HuangJunJie2017 / UDP-Pose

Official code of The Devil is in the Details: Delving into Unbiased Data Processing for Human Pose Estimation
Apache License 2.0
307 stars 54 forks source link

The final result is produced by "gaussian" or "offset"? #15

Closed fourierer closed 3 years ago

fourierer commented 3 years ago

Sorry to disturb you , the form of heatmap or loss depend on the parameter "config.MODEL.TARGET_TYPE",the result in your paper(such as SOTA) is produced by which target type, "gaussian" or "offset"?

HuangJunJie2017 commented 3 years ago

@fourierer 'offset' to be more exactly 'combined', which means the combination of classfication(one heatmap/response map) and regression(two offsetmaps)

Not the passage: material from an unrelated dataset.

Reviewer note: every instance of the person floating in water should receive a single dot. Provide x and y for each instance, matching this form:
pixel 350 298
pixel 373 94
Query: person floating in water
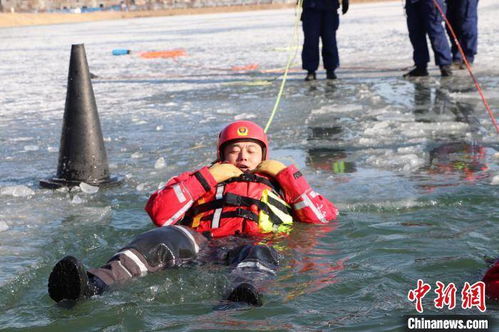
pixel 215 214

fourierer commented 3 years ago

@HuangJunJie2017 Thank you for your reply. I got another tow questions: (1) In /lib/core/inference.py, there is a function called get_final_preds, you use an inverse hessian matrix multiply a grad vector to evaluate the shift between the predict results and the ground truth. What‘s the mathematics principles of this? (In HRNet or SimpleBaseline, the author use 0.25 to evaluate the shift) (2) In get_final_preds function, the GaussianBlur process is done after the get_max_preds function, whatif there is a big outlier in the predict result? The get_max_preds will get the wrong points. So I think the GaussianBlur should be used in the get_max_preds function. I just have my own opinion :)

HuangJunJie2017 commented 3 years ago

@fourierer 1 https://github.com/HuangJunJie2017/UDP-Pose/blob/master/deep-high-resolution-net.pytorch/lib/core/inference.py 'inverse hessian matrix multiply a grad vector' is used in function 'post' , which is used for gaussian heatmap target instead of combined target. you can refer to https://github.com/ilovepose/DarkPose for the mathematics principles of this operation.

  1. as explained in our paper for combined target, GaussianBlur is used first to convert the 0/1 distribution heatmap into a gaussian distribution heatmap. The motivation is to make the maximum response located near the ground truth position. Gaussian Blur after get_max_preds is meaningless.
fourierer commented 3 years ago

So, if we choose the TARGET_TYPE as "gaussian", the post function is done after the get_max_preds, which is to say, the GaussianBlur is done after get_max_preds, this is meaningless.

HuangJunJie2017 commented 3 years ago

@fourierer
if we choose the TARGET_TYPE as "gaussian", GaussianBlur is meaningful and effective for performance boosting. But it is not matter where to do this, before or after get_max_pred is all ok. As the final precision is determined by the darkpose post-processing. Gaussian Blur the response map after get_max_preds is meaningless for 'combined' type target is because the post is used offset map only, So Gaussian Blur on the offset maps is useful as it smooths the offset maps.

fourierer commented 3 years ago

OK, I got it. Thank you~~